Lovecraft’s elevated position in the science fiction and horror canons is perhaps the most audacious indicator of the genres’ historic exclusion of Black authors, characters and readers

Set in the Jim Crow era, Lovecraft Country narrates eight interconnected episodes of an African American family’s confrontations with racism, drawing a parallel between everyday incidents of human bigotry and the overwhelming, dispassionate threat of the supernatural that was so integral to H. P. Lovecraft’s own work. However, instead of shoggoths and Old Ones, the looming threat in Lovecraft Country is white supremacy itself, embodied in a cult of warlocks who echo Lovecraft’s own racist vitriol in their pursuit of a eugenicist, Aryan world. 

The eponymous first story centres around Atticus Turner, a young veteran soldier embarking on a road trip through North America to try and track down his estranged father. His journey is constructed through the “Safe Negro Travel Guide”, a fictionalised portrayal of Victor Hugo Green’s Negro Traveller’s Green Book, which outlined where Black travellers could find vital resources and safer routes where they were less likely to be met with racist violence. On their journey, Atticus, his uncle George, and his friend Letitia encounter uncannily disturbing forces and inexplicable horrors that draw them into a dark power battle with the evil Order of the Ancient Dawn. The following seven stories shadow different members of Atticus’s extended family, each reimagining one of Lovecraft’s classic tales as a supernatural mirror of mundane racism, a far more terrifying beast. 

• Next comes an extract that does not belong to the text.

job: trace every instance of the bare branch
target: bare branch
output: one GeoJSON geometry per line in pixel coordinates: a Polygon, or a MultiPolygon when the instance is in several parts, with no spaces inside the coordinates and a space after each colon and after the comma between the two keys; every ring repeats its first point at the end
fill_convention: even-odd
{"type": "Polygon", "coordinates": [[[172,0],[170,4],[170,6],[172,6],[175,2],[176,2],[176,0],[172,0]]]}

Atticus and George are both Black sci-fi lovers, and therefore occupy the strange state of loving a genre that doesn’t really make room for them

Lovecraft Country is an intelligent, engaging novel that manages to impart some insightful commentary on whiteness and contemporary racism in America. Notably, Ruff seeks to address the long history of exclusion and bigotry in the sci-fi scene, a space that has historically catered to white audiences and artists. Ruff has mentioned that he drew inspiration for the book from Pam Noles’s essay Shame, which detailed the difficulties and juxtaposed pain and joy of being a Black science fiction fan. Atticus and George are both Black sci-fi lovers, and therefore occupy the strange state of loving a genre “that doesn’t really make room for them, that at best ignores them and at worst insults them as a price of admittance”, as Ruff stated in an interview with Rise Up Daily. Atticus’ love of sci-fi and horror and his position as the leading protagonist lends an extremely interesting extra dimension to the novel, and is a timely call from Ruff for the diversification of fantasy literature.  It is worth noting that as a white author, Ruff’s portrayal of these narratives is approximate, and he operates at an epistemic distance from the type of story he wants to tell. I encourage readers to interrogate his depictions of racism and oppression which are, though insightful, necessarily couched in a position of privilege. However, his neat and deeply satisfying double subversion of Lovecraft’s stories and prejudices makes for fascinating reading. Read Lovecraft Country closely and critically should the opportunity arise!